Some restaurants served meals consisting of a single ingredient, while others, such as A Perfect Fit, offered diverse meals served in five separate bowls. A restaurant called Soldiers and Sheep offered food for animals, not just people. It was located in a basement.

Alcohol

STW allowed the sale of alcohol in its restaurants, and considered itself above the law with regard to local regulations on alcohol consumption. In its first few decades, STW quickly expanded into Paba and enrolled many Pabap people, who helped deliver wine from Paba to the northern areas of the Empire. Paba's cuisine had for over a thousand years been notoriously unappetizing, so the restaurants employing Pabaps typically served food familiar to the area of the STW base they worked at, and Pabaps living in the north were mostly known for their wine.

Wine was typically sold in bottles with lids too tight for the young employees to open, so customers would need to call for help from the adult male security guards each time they wanted another drink.
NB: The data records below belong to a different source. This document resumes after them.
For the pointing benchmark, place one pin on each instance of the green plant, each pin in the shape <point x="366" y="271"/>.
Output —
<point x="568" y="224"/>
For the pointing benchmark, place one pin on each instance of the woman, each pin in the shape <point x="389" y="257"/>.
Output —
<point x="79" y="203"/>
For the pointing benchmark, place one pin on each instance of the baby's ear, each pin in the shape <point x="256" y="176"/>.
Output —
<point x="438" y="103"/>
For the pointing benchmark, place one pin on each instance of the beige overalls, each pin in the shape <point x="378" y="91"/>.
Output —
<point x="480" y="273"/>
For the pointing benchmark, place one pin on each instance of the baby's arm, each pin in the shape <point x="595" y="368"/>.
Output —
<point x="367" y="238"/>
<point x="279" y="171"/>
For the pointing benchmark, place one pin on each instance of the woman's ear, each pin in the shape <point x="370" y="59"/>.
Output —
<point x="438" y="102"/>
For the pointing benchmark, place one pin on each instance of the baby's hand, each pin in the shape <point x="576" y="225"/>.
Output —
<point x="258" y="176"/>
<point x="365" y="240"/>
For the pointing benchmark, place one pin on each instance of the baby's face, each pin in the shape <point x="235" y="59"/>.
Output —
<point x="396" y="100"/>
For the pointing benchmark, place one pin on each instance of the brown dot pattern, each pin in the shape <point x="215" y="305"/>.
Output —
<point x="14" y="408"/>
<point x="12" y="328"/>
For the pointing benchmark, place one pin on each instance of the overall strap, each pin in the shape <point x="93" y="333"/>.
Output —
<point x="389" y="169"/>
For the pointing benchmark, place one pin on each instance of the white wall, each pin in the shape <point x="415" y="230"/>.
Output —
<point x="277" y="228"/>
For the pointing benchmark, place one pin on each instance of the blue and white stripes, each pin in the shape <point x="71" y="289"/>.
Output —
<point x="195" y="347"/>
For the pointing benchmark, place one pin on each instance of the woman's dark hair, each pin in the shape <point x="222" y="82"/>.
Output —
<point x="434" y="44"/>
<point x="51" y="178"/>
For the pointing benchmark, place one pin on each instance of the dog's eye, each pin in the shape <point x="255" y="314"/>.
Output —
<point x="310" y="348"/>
STW never opened a bar, however; the sale of food was always primary.

Grape wine was imported from Paba while palm wine was imported from Baeba Swamp. When STW began opening restaurants in Paba, they served wine very cheaply because they no longer needed to transport it. However, they did not try to undercut other wine sellers in Paba, as STW did not have a monopoly on wine production there.

Locations

Because STW's restaurants employed small children, they were always placed close to STW's orphanages so the children could walk quickly to and from work. In some towns, STW's base was located downtown and their restaurants were thus able to directly compete against the more expensive restaurants that had preceded their arrival. In other towns, however, STW was located at the edge of town, and their restaurants had little nearby competition. In the latter case the owners of the restaurant were more likely to charge high prices and sell well-prepared food to bring in people who would not otherwise stop to eat. This required hiring an adult cook to work alongside the many children, though even here, this adult was often simply one of the security guards that were present at all other STW restaurants.

On rare occasions, STW bought and repurposed preexisting buildings to use as restaurants. A restaurant called the Prize Bowl ( Poqʷăxa ) was within a converted outdoor temple that had fallen out of use except for celebrations.

Naming of restaurants

All STW restaurants were clearly labeled as such so they could attract customers who supported STW but knew little about its operation. Unlike the family restaurants they competed with, there was usually no family name on the sign outside, but rather an advertising name such as the Fishhook Row (Nepōka) in Paba and What the Kids Made (Hùnade ) near the north coast. The official name of the restaurant was always in Khulls, but translations and pictures were often placed beneath or around the Khulls name on the sign. As the second name shows, STW was proud of its ability to put children to work.

Reception and feedback

The owners of family restaurants hated STW's restaurants even more than independent merchants hated STW's retail stores. When they realized they were losing business to a corporation run by small children, many chefs closed their restaurants and fled in disgust to towns with no STW bases.

Internal conflicts

Other outsiders criticized the restaurants for other reasons, however, such as notoriously poor customer service and unreliable food. The employees at Hide in the Pines, located in Wawiabi , went on strike and served their customers empty plates after the customers had paid for the food. They asked the customers to show their solidarity by fasting. Workers at Silly Bill, high in the mountains north of Lypelpyp, twice revolted against their manager, who compromised each time by promising to cheat the customers who came to the restaurant and allow the children to keep the extra money. During the second revolt, the manager actually approached the children first and asked if they were angry, as she was herself angry at her chief.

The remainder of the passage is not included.